We have a new API for the optimizers. The one you posted was a bit outdated. XMat is cross diagonal of the Hessian LRA is a low rank approximation of the Hessian Newton is the dense fitting Affine is the kroner factorization.

For black box I would recommend LRA or XMat. The Google colab above shows both of these APIs on the L1 attention. In this new API there are two LRs. LR params is the learning rate for the weights of the NN. LR precond is the LR of learning the curvature. Reducing the LR of precond should help reduce divergence. Also there is a gradient clipping argument. You can try setting that to 100 or 1.

tlh24 commented 4 months ago

Thanks for the quick responses! The new API demonstrated in the collab notebook works great, fixed the instability.

AdamW, L1 attention (CUDA implemenation), zeroinit: image PSGD, L1 attention (CUDA implementation - finite differences Hessian approx), zeroinit: image More loss plots here, including comparison to dot-product attention: https://docs.google.com/document/d/1Pp3UdY1LfegG93POeqCEuoULyWhCKAq7vOlqqEP__ws/edit?usp=sharing

Final question before we can mark as closed: weight regularization best done through the loss? Or is there a parameter for that, ala weight decay?

opooladz commented 4 months ago

I took a look at ur document. I would set lr_params=0.1 or 0.01. 0.001 is a bit too low for PSGD. We have a normalized learning rate so lr_params = 0.01 should be fine for most things. Technically having an lr > 1 doesnt make sense for PSGD but empirically ive seen it work well up to 10 even. As you increase the lr_params you can consider reducing the grad_clip_max_norm from 100->1 if you are seeing divergence.

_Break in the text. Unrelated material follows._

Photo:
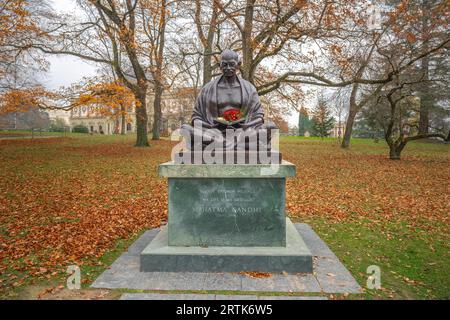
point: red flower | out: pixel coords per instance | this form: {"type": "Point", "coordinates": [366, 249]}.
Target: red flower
{"type": "Point", "coordinates": [232, 114]}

There is another parameter lr_preconditioner that is also default = 0.01 but one can reduce or increase that to get different performance as well (I see you have adjusted this). If you increase that lr it will update the curvature information fast and converge quicker but there are times it wont find the optimal solution, and will usually act more like Adam or SGD.

Also you can (and probs should) on the fly reduce both lr's, here is an example of this.

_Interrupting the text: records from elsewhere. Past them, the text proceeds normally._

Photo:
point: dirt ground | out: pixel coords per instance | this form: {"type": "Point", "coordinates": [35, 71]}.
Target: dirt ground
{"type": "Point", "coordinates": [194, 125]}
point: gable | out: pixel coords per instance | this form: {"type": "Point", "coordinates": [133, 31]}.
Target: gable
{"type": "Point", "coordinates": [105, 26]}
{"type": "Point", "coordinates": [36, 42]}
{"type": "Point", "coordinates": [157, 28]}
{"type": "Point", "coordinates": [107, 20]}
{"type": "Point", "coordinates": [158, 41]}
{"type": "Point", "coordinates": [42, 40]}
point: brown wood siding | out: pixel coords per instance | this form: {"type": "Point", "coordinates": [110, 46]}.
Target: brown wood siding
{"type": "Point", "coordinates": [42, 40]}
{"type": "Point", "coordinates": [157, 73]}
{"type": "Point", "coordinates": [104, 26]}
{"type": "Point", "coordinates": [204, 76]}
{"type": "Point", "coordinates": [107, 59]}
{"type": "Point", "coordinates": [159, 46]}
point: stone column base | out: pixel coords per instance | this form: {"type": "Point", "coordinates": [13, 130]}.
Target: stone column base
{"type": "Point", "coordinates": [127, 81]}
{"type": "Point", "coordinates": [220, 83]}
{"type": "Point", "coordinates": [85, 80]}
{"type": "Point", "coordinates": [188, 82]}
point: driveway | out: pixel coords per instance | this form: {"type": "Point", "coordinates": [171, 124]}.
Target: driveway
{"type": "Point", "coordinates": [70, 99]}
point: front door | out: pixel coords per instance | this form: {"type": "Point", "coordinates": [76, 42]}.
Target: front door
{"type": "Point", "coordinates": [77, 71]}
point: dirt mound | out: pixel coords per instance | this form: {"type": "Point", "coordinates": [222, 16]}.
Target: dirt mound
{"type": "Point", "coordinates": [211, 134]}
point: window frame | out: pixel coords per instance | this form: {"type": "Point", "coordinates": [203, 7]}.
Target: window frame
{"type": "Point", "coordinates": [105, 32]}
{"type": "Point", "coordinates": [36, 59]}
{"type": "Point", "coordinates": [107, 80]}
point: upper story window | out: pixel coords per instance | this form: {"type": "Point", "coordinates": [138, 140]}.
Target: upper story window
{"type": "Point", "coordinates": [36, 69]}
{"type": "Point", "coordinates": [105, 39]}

If your NN is small enough one can use the Newton preconditioner for strong results. If you want to just use the diagonal preconditioner you can set the rank=0 in the LRA version of PSGD.

On weight decay, I think you are asking if we have some decoupled adam style weight decay. We do not. We find that this style of wd really only helps regret style optimizers and doesnt really add any benefit to PSGD or really SGD. Although I did not test it extensively on transformers, which is where decoupled weight decay is king. We have an implicit regularization on the weights, that is, the delta in the gradients and the delta in the parameters of the NN are balanced. I suspect this is why that style of weight decay doesnt really help in PSGD as the weights and gradients are already balanced. You can read more about this in PSGD Xilin 2015 criterion 3. For us we find that doing the explicit weight decay as a part of the loss works just fine, we also find that adding some randomness to the decay value tends to break some symmetries to find a better solution.

Thank you for your interest in PSGD.

tlh24 commented 4 months ago

Very helpful, thank you.
Training with higher lr_params and lr_preconditioner both at 0.01 with gradient clipping set at 5 seems to have solved any remaining instability.

optimizer = psgd.LRA(model.parameters(),lr_params=0.01,lr_preconditioner=0.01, momentum=0.9, preconditioner_update_probability=0.1, exact_hessian_vector_product=False, rank_of_approximation=10, grad_clip_max_norm=5)

Yes, was asking about decoupled weight decay -- I'll add L2 weight regularization with randomness as you suggest.